In January 2017, just a few weeks after my tube had gone in, I wrote a post titled The Greatest Love Of All. In it, I spoke of what the song lyrics say and trying to treat ourselves with some of the kindness we so readily offer others. Yet no matter how hard I tried to show myself affection, much to my loved ones’ dismay, I have never quite succeeded. Whatever small steps I have sometimes taken, however occasionally I would permit myself to do something just for me, I still couldn’t alter the way I viewed myself or my body.

Until…

At the end of 2021 – on December 30th in fact – something changed. Something enormous. We had a positive pregnancy test. We finally got to experience the unmatched feeling of joy and excitement at seeing those lines appear. At last, we could celebrate something my body was doing. Something we had desperately wanted it to do for so long. Something I thought my body was incapable of.

In the four months that have followed, I have slowly been learning to show my body the love and compassion it deserves. I suppose I have been on a lengthy journey with this.

So why now?

Because my body is no longer just mine. It now belongs to our tiny little Beanie as well. And I’m loving sharing it. My body is finally behaving in the way that I have watched almost all my nearest and dearests’ behave. It is, at long last, working. Exactly as it should. Miles and I are both delighting in the daily changes and transformations. For the first time, I am loving failing to button my jeans.

I would even go so far as to say that our huge little miracle is teaching me how to appreciate, to cherish and to work towards loving my body. Despite its many flaws.    

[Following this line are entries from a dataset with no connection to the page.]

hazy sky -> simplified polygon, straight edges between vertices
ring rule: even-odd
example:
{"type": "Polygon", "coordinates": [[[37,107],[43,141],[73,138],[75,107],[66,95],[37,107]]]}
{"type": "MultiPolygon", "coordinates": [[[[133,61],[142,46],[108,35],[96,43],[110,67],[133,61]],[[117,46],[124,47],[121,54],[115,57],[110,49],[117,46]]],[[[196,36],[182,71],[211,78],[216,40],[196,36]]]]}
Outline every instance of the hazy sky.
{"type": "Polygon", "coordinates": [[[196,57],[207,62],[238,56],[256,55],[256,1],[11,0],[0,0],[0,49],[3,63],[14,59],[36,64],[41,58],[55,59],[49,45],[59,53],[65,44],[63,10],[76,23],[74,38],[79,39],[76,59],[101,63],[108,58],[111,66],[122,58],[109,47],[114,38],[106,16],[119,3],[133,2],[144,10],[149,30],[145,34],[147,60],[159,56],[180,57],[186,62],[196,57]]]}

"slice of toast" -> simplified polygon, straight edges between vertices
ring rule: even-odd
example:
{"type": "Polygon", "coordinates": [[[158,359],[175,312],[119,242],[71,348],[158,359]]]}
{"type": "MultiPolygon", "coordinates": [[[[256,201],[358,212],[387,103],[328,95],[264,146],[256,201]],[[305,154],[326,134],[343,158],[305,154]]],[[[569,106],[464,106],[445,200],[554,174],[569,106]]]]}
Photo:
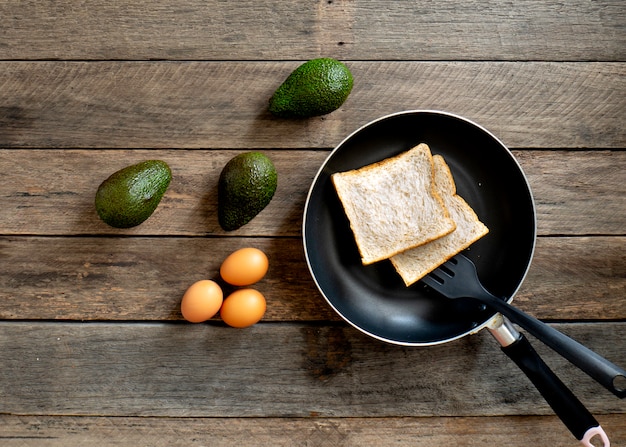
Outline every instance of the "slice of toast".
{"type": "Polygon", "coordinates": [[[417,282],[489,232],[474,210],[456,194],[452,173],[443,157],[435,155],[433,162],[437,192],[455,221],[456,229],[446,236],[390,259],[407,286],[417,282]]]}
{"type": "Polygon", "coordinates": [[[436,191],[433,157],[426,144],[331,178],[364,265],[426,244],[456,227],[436,191]]]}

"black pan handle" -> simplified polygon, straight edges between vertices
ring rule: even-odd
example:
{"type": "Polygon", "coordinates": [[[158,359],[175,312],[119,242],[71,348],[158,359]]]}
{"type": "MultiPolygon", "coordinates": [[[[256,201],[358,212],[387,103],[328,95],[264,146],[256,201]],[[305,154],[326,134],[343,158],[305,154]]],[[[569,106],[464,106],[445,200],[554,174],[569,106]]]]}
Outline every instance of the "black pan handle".
{"type": "Polygon", "coordinates": [[[599,436],[604,447],[610,446],[598,421],[544,363],[523,334],[501,349],[526,374],[576,439],[585,446],[593,447],[591,439],[599,436]]]}
{"type": "Polygon", "coordinates": [[[508,317],[512,322],[526,329],[617,397],[621,399],[626,397],[626,389],[616,385],[616,381],[619,378],[621,380],[626,379],[626,370],[614,365],[586,346],[557,331],[552,326],[522,312],[517,307],[511,306],[488,291],[485,290],[484,292],[476,299],[479,299],[492,309],[508,317]]]}

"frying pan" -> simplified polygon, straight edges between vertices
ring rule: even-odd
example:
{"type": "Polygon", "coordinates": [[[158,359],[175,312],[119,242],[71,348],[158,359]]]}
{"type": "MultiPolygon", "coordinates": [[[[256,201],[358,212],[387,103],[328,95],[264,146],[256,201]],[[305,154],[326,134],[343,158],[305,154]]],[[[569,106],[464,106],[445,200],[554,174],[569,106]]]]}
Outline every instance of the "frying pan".
{"type": "Polygon", "coordinates": [[[322,164],[303,219],[306,261],[318,289],[345,321],[388,343],[430,346],[487,327],[577,439],[591,446],[589,439],[598,435],[608,446],[593,416],[500,314],[472,299],[445,299],[419,282],[406,287],[389,261],[362,264],[330,177],[422,142],[444,157],[458,194],[489,228],[464,254],[475,263],[488,290],[512,301],[535,248],[535,205],[526,177],[513,154],[489,131],[460,116],[431,110],[374,120],[349,135],[322,164]]]}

And here’s how we told the world…

This Post Has 12 Comments

  1. Judith Gordon

    This made me cry with sadness and finally …
    Cry with joy. A wonderful account of your journey, and reward for doing what you always say …” Believing.”
    Never giving up. Xxx

  2. Diane Linton

    Wonderful!!
    Lots of luck & love to you both xxx

  3. JanetFriedman

    So lovely to read this skillfully written piece. Lovely to understand how happy you and Miles are. Miracles do happen and you are a miracle maker Emma. Much love Jan the Gran xxxxx

    1. Emma Baim

      Thank you so much. I think believing is half the battle. x

    2. Barbara

      Such an insightful and beautifully written piece! And I love the way you announce Beanie. Wishing both of you and all your family good health, good news and a future full of love. Hope to meet you all before too long.

      1. Emma Baim

        That would be lovely – here’s hoping! x

  4. Heather Baim

    Beautifully written and a joy to read. Hope at the end of the tunnel of worry. We can’t wait to meet Beanie xxxxxxxx

    1. Emma Baim

      Thank you. Beanie can’t wait to meet you too! x

  5. Nix Smith

    So beautifully and honestly written… As always! Very proud of you and so excited to be an Auntie to baby Beanie PG. Enjoy your well-deserved Honeymoon with your gorgeous Mr Baim! XXX ❤️???